【第755回】 一本の手をつくる

合気道は宇宙の営みを形にした技を錬磨し精進していくが、技は主に手をつかって掛けるので手はことの他大事である。ことの他大事と云うのは、人が通常思っているよりも、大事であるという事、また、重要性に気がつきにくいという事である。人は、手は自分の思うように自由に動いてくれると思っているので、合気道の技づかいに於いても、己の手も自分の思った通りに動いていると思っているのである。
要は技をつかうための手はしっかりと鍛え、そして上手く働いてくれるようにつかわなければならないのである。

相手が正面打ちや横面打ちなどで打ってきたり、突いてきたり、手首や腕を掴んできた場合、その接点の手の部位をつかって技をつかうことになる。相手が打ってきたり、突いてきた場合は手刀をつかい、手を掴んできた場合は、その接点の手の部位をつかうから、手はしっかりし、そして上手く機能させなければならないことになる。

手がしっかりし、上手く機能するためには、手が一本になり、そして手の各部位が独立して思うように動かなければならない。手は主に手首、肘、肩、胸鎖関節で分かれているが、これを一本化しなければならない。一本化しなければ力が逃げてしまい、大きな腰腹からの力が手先や相手との接点に伝わらない。例えば、正面打ち一教で相手の打ってくる手を捌くためには、先ず折れ曲がらない一本の手で受けなければならない。受けた手が折れたり曲がってしまえば、相手の力にやられてしまう。
しかしこの一本になった手でも十分な力が出ず、強い相手の打ってくる力を制することは難しいものである。そこで、手は一本化したまま、前側の手の手首から手の平(手刀)だけを外側に返すのである(約45度)。そして手首の角度を保ったまま更に手の平を90度を返すのである。この返しによって、手先から手首、肘、肩、胸鎖関節までしっかり結び、手が一本になるのである。また、反対側の相手の肘を抑える手は手の平が前方に向くよう90度内側に返す。これは有川先生の教えである。先生は、手の返し(角度)はこの二つしかないと云われていた。その中間の角度はないと言われたのである。

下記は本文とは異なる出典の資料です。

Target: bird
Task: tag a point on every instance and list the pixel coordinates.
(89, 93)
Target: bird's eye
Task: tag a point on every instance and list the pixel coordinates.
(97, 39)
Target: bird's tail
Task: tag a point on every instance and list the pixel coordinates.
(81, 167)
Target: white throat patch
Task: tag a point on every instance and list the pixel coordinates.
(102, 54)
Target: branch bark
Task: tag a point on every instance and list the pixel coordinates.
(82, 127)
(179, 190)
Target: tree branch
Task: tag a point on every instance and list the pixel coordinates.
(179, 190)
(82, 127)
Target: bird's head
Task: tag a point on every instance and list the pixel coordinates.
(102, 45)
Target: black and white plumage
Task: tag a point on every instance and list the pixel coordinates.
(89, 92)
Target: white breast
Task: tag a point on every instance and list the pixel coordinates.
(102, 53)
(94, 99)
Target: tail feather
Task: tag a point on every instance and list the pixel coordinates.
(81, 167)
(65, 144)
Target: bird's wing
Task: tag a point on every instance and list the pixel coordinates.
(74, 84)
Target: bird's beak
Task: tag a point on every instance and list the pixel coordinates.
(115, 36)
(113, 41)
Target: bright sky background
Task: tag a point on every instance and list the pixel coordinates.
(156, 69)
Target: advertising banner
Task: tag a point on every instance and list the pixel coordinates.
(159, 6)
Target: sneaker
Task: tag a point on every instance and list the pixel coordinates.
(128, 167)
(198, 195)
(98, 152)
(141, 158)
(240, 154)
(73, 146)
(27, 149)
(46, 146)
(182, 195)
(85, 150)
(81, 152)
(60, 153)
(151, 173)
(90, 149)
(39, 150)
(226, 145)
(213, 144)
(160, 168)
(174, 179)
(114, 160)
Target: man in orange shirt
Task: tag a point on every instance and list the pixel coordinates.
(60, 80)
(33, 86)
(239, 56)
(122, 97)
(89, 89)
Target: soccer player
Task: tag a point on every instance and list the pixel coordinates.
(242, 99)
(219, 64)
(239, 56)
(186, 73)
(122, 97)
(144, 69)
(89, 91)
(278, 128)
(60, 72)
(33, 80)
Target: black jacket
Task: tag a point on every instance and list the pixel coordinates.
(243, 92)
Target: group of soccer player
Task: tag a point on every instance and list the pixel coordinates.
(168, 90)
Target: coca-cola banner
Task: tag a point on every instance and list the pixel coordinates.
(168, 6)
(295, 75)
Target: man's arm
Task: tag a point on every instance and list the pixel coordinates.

そしてその二つしかない角度の理由が分かった。手の返しの角度45度とは、手を一本化した状態での手首の返しの限度の角度であり、手の返しの角度90度は肘の返しの限度なのである。つまり限度の角度のところにある状態なので、強い力に対応できるし、そこから技をつかうことができるわけである。

胸鎖関節から手先まで一本になったわけだが、胸鎖関節からの力ではそれほど大きな力が出ない。やはり腰腹の力が手先に伝わるようにしなければならない。
そこで、胸鎖関節から手先まで手を一本化したら、そこで息を出しながら胸の気を腹に落す。腹に気が落ちて腹が気と力で満ちると、気と力が腹から腰、膝、足首、足側・先に伝わる。胸鎖関節から気を腹に落すことによって、上半身の上肢、下肢そして首がその各々が一本化すると同時に五体が一体化することになる。

前回の「第751回 やるべき事はまだまだ」で書いた、「手には筋金を入れて芯をつくらなければならない。」「手全体を上げる」「天に向かって手を上げる」などは、手を一本化し、体を一本化すると出来るようになるので、まずは一本の手をつくることから始めるのがいいだろう。